Ooooh that smell: Push to outlaw public pot smoking in Seattle
SEATTLE -- Something smells in Seattle, and it could lead police to start cracking down on public pot smokers.
"The smoke and the smell is coming up to my kids' rooms," said Rachelle Hung, who lives in the University Park neighborhood. "They're asking me what the funny smell is and I don`t feel I should have to explain."
Since voters in Washington state made pot legal last year, people have been lighting up all over the city -- and the smell can be overwhelming.
"It's definitely out of control," said Kalu Davis, who drives bus routes from the South End to Northgate.
He said every day he sees people smoking pot at bus shelters, and when they board his bus "they blow it right into my face, and, because of that, I get light-headed. At that point I then have to stop the bus. I can`t continue any further because I`m inebriated from the secondhand smoke."

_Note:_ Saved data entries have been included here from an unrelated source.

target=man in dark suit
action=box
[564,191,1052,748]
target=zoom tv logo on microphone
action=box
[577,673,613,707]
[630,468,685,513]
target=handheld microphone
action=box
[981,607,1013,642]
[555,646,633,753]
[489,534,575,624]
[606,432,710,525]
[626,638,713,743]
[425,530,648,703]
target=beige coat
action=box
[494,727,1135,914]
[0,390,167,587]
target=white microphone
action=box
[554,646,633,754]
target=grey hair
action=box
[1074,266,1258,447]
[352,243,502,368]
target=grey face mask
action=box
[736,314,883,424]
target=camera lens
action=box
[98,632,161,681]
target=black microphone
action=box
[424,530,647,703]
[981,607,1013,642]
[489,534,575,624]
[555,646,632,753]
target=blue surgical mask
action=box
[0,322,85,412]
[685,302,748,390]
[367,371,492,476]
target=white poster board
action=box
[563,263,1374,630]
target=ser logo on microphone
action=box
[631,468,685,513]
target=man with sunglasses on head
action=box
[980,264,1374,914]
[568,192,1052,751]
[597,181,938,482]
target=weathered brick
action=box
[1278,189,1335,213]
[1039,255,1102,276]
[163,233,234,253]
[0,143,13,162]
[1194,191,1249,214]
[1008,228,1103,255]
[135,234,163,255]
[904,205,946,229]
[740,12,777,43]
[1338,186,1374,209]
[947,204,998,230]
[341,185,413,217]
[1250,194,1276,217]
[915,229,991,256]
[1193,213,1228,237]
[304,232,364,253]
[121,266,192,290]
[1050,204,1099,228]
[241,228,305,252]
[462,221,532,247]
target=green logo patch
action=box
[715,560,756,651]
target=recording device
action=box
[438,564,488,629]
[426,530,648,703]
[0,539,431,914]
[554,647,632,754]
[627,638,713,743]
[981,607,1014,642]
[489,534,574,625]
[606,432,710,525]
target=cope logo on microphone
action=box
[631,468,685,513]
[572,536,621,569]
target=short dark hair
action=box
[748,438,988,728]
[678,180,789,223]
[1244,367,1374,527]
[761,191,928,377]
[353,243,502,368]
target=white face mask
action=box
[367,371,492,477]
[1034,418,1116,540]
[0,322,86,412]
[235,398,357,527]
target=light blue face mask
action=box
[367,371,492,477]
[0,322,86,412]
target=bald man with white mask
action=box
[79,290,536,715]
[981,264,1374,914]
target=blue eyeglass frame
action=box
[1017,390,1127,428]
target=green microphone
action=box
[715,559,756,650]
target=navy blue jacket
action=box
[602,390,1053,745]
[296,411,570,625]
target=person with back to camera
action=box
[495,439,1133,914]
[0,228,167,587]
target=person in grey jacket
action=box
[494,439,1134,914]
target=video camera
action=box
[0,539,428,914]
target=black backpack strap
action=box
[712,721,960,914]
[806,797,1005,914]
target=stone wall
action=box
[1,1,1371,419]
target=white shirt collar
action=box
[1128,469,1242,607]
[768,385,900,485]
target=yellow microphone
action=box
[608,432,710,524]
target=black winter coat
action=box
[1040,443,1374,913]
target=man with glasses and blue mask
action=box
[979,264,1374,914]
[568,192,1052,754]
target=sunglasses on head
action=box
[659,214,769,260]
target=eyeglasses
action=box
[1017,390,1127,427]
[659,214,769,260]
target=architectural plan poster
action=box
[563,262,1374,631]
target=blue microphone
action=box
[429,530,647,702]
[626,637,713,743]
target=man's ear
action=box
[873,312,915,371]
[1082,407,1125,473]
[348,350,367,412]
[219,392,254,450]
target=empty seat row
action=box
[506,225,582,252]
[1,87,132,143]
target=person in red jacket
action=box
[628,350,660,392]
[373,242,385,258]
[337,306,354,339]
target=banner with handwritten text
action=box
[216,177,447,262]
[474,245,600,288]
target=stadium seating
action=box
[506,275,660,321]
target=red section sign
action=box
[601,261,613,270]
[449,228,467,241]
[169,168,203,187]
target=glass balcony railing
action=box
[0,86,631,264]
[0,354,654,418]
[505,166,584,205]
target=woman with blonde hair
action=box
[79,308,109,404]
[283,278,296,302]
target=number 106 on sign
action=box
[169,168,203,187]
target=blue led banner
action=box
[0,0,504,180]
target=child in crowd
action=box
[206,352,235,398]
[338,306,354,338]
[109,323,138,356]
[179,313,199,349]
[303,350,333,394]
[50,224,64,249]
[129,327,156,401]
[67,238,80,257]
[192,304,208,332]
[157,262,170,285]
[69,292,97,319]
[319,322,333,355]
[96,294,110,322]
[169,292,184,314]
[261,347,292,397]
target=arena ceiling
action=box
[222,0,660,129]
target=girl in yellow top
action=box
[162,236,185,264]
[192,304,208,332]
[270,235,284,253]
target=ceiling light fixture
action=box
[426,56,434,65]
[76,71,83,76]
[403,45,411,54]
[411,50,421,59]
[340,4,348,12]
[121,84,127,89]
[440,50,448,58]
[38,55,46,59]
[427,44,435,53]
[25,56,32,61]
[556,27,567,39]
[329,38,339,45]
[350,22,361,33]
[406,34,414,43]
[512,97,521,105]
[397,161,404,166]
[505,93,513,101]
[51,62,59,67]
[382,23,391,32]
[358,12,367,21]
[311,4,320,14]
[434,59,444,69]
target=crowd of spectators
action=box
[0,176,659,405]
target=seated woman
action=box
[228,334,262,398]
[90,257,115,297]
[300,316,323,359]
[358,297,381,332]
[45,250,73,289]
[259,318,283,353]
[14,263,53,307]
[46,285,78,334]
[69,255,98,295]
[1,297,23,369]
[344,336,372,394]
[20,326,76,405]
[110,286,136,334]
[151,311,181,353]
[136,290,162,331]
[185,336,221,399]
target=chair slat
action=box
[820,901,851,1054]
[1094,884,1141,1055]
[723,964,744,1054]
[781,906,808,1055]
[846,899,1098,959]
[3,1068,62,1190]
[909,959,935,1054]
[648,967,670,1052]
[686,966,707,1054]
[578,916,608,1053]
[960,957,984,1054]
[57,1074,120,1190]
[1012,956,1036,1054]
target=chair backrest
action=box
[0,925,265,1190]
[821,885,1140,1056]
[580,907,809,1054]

Those are the kind of complaints that Seattle City Attorney Pete Holmes has been hearing since he helped sponsor the initiative that led to legalization. He now wants a new city ordinance aimed at the public use of pot.
"It`s important that, while we celebrate the incredible shift that Washington voters put into law last November, we stay sober-minded about this," said Holmes.
The state law already prohibits pot smoking in public. If the City Council passes a new ordinance, the city would get at least half of the money from the $103 fines.
Holmes also hopes it discourages people from lighting up their now-legal weed in the great outdoors.
"This is about regulating marijuana, it`s not about turning this into the Wild, Wild West," Holmes said.